The temperature at the Apple Rock course in Horseshoe Bay, Texas, was a blast-furnace 95 degrees. The winds whipped across the landscape at 30, 35 , 40 miles per hour. The course was a monster from the mind of Robert Trent Jones Sr., hills everywhere -- this was Texas Hill Country, located between Austin and San Antonio -- with seven water holes that included Lake LBJ, plus more than 50 bunkers located in the most inopportune places. The heat and the wind made the monster even more monstrous.

"This was the most difficult course in Texas in terrible conditions," said Brian Chafin, coach of the women from Centre College, another of the eight schools in the Division III Southern Collegiate Athletic Conference championships, April 22-24. "You had the wind, the heat. There were no bailout areas anywhere. Everybody had trouble."

The ladies from Sewanee, alas, had the most trouble. Their slim, five-event regular season had not been good, filled with some eyebrow-raising scores that could have been submitted for maximum handicaps at any local country club. Add the conditions at Apple Rock to the high-scoring history and the results were frightful.

The No. 1 Sewanee player shot 132...

The No. 2 player shot 130...

No. 3 shot 164...

No. 4 shot 172...

No. 5 withdrew...

The ladies were an astounding 183 shots behind seventh-place Hendrix University after one round of golf, 287 shots behind first-place DePauw, the No. 2 team in the Golf World/NGCA coaches' poll. The day stretched forever as the Tigers -- the nickname for athletes from the Episcopal school, known for its academics and surprising number of Rhodes Scholars and church leaders among its graduates -- as they whacked, flailed and five-putted their way around the course.
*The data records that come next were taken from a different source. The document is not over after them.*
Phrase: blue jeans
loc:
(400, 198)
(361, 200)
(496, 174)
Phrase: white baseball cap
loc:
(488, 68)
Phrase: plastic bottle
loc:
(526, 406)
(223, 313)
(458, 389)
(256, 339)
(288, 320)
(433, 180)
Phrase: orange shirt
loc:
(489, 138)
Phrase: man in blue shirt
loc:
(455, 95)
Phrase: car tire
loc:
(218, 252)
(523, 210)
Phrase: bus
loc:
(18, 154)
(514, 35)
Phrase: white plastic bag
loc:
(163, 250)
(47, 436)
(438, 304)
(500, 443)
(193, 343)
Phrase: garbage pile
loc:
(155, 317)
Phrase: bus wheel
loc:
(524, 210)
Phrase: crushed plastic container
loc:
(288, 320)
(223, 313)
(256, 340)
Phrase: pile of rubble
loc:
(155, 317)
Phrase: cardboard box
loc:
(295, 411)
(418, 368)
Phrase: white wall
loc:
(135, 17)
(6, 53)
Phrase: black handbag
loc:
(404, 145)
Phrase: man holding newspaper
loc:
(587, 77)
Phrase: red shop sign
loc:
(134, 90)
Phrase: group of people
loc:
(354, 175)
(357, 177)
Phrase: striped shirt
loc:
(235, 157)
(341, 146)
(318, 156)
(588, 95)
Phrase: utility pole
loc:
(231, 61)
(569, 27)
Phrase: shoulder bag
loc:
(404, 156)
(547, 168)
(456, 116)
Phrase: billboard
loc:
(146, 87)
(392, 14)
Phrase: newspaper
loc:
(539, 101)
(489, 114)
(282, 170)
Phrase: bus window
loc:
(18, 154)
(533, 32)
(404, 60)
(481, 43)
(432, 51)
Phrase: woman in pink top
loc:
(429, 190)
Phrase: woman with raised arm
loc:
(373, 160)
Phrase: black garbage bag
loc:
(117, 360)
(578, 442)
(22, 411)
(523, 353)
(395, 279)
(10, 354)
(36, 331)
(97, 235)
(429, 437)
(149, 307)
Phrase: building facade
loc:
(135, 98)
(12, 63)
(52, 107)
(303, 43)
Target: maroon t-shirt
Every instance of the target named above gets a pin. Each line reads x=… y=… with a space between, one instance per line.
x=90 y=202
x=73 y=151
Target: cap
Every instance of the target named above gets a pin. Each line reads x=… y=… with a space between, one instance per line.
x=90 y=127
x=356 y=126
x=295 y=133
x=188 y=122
"Maybe it took five and a half hours," said Cindy Vaios, coach of Oglethorpe, another team in the tournament. "Maybe six. It's different, remember, from just playing with friends. You have to play every shot. You have to go back to the tee when you hit out-of-bounds. You're playing real golf."

"It's not as long as you think it would be," Chafin said. "A lot of times you're just walking 25 yards to hit your next shot."
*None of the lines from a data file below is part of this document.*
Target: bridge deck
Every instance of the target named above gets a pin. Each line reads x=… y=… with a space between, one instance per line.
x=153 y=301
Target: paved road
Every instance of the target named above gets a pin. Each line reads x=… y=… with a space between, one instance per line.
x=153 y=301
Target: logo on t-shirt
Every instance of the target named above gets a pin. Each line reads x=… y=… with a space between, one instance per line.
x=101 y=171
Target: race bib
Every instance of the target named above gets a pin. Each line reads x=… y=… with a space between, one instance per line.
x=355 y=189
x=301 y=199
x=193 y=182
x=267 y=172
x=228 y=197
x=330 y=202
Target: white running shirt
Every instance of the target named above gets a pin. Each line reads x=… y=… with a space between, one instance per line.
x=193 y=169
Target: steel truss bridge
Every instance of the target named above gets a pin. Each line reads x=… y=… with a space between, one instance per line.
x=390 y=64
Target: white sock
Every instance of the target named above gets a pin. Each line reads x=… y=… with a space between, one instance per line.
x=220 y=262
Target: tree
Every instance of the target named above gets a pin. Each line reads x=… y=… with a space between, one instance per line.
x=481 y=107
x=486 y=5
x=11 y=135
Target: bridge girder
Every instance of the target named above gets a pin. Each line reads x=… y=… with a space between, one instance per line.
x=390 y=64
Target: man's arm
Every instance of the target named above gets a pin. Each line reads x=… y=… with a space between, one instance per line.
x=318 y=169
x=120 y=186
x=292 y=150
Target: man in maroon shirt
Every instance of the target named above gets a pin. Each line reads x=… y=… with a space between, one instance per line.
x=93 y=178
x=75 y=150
The performance was either inspiring or ridiculous, depending on your point of view. Thinking positive, the Sewanee ladies were the hard thumpers at the back of the marathon pack, running the distance in their inordinate time, far from the leaders, but still completing the course. There was dignity in simply surviving. Thinking negative, nobody should shoot 172 in a college championship. No four-person team should shoot 598, no matter how hot the temperature or how brisk the winds might be blowing. If you are going to sing a song in public, you should practice until you get it half right. (No one at Sewanee could be reached for comment despite repeated attempts.)

Should there be a qualifying standard before a team can compete in a league championship? There has been debate on this topic in the past in the SCAC and in other conferences. There no doubt will be more. This is Blue state versus Red state, Liberal versus Conservative, inclusion versus exclusion.

It also is an interesting look into women's D-III golf.

"Division III golf is a different world," Vaios said. "The talent pool in women's golf doesn't stretch as wide as it does in the men's game. For the men, after all of the golfers go to the Division I and Division II schools on scholarships, there still are some really good golfers around to play Division III. The women are a lot thinner.

"If you're shooting 85 as a high school girl, you could still get a Division I scholarship somewhere. What does that leave for Division III?" asked Vaios. "I'll recruit someone who shoots 95 and figure I can work with her. You're recruiting students. I had one girl who came here shooting 130 and wound up breaking 100 as a senior."

The rest of the weekend was slightly better -- but only slightly -- better for the ladies from the University of the South. The low round for the team was a 110, then a 116 and everything else was 120 or more. No one broke 100. The final team score was 1,621, which was 657 strokes behind DePauw, the winners.